Das wiederum sah das BAG anders: Das Gericht stellte zunächst klar, dass die Erteilung von Entgeltabrechnungen durch deren Einstellung in ein digitales Mitarbeiterpostfach die von § 108 Abs. 1 GewO vorgeschriebene Textform wahrt. Im Übrigen stufte das BAG den Anspruch des Arbeitnehmers auf die Abrechnung seiner Vergütung als sog. Holschuld ein. Bei einer solchen Holschuld (anders als bei einer Bring- oder Schickschuld) sei jedoch nicht der Arbeitgeber für den Zugang beim Arbeitnehmer verantwortlich, es genüge vielmehr, dass er die Abrechnung "an einer elektronischen Ausgabestelle bereitstelle", wobei er lediglich den berechtigten Interessen derjenigen Beschäftigten Rechnung tragen müsse, die nicht über einen privaten Online-Zugriff verfügen. Die in der Betriebsvereinbarung geregelte digitale Zurverfügungstellung der Abrechnungen greife jedenfalls nicht unverhältnismäßig in die Rechte der betroffenen Beschäftigten ein.
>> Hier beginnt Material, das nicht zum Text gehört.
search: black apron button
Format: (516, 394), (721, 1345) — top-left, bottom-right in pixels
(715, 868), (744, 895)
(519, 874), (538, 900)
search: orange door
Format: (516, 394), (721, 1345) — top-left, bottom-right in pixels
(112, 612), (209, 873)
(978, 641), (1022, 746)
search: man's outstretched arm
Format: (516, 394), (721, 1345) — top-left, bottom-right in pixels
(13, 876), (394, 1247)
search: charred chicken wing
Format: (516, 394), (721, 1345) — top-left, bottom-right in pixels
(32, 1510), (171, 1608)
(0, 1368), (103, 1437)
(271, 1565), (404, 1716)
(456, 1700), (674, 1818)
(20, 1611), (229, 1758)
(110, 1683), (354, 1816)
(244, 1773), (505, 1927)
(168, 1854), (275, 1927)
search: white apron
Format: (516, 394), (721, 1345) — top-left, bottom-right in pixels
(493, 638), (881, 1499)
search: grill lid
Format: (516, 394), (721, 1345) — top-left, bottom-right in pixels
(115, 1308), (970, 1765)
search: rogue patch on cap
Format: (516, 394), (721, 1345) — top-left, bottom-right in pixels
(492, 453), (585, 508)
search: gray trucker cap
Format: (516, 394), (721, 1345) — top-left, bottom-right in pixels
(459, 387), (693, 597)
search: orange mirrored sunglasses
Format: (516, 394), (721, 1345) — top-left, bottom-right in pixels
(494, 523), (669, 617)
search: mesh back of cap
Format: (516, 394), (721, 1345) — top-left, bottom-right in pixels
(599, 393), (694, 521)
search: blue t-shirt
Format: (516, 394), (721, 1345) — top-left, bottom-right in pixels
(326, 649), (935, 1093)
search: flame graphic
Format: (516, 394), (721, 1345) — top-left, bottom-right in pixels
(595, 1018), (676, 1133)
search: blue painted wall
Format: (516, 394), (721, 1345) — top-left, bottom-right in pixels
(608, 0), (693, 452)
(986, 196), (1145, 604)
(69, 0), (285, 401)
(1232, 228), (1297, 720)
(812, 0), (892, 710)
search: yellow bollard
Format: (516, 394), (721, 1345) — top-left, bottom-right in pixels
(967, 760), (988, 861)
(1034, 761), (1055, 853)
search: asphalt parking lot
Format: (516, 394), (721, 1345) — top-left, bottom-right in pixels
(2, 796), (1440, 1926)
Eine endgültige Entscheidung über die Klage traf das BAG gleichwohl nicht, sondern das Gericht verwies den Streit zurück an das LAG Niedersachsen, da noch zu klären sei, ob die Einführung und der Betrieb des Mitarbeiterpostfachs überhaupt in die Zuständigkeit des Konzernbetriebsrats gefallen seien.
Der Entscheidung ist zuzustimmen. Digitale Mitarbeiterpostfächer und deren Nutzung auch für die Bereitstellung von Entgeltabrechnungen sind mittlerweile verbreitet und üblich, eine unzumutbare Beeinträchtigung der Arbeitnehmer ist damit nicht verbunden. Einer individuellen Zustimmung der Arbeitnehmer bedarf es nicht, die Entgeltabrechnungen können auch ohne explizites Einverständnis wirksam auf diesem Wege erteilt werden. Insoweit schafft die Entscheidung begrüßenswerterweise Klarheit und Rechtssicherheit für die betriebliche Praxis.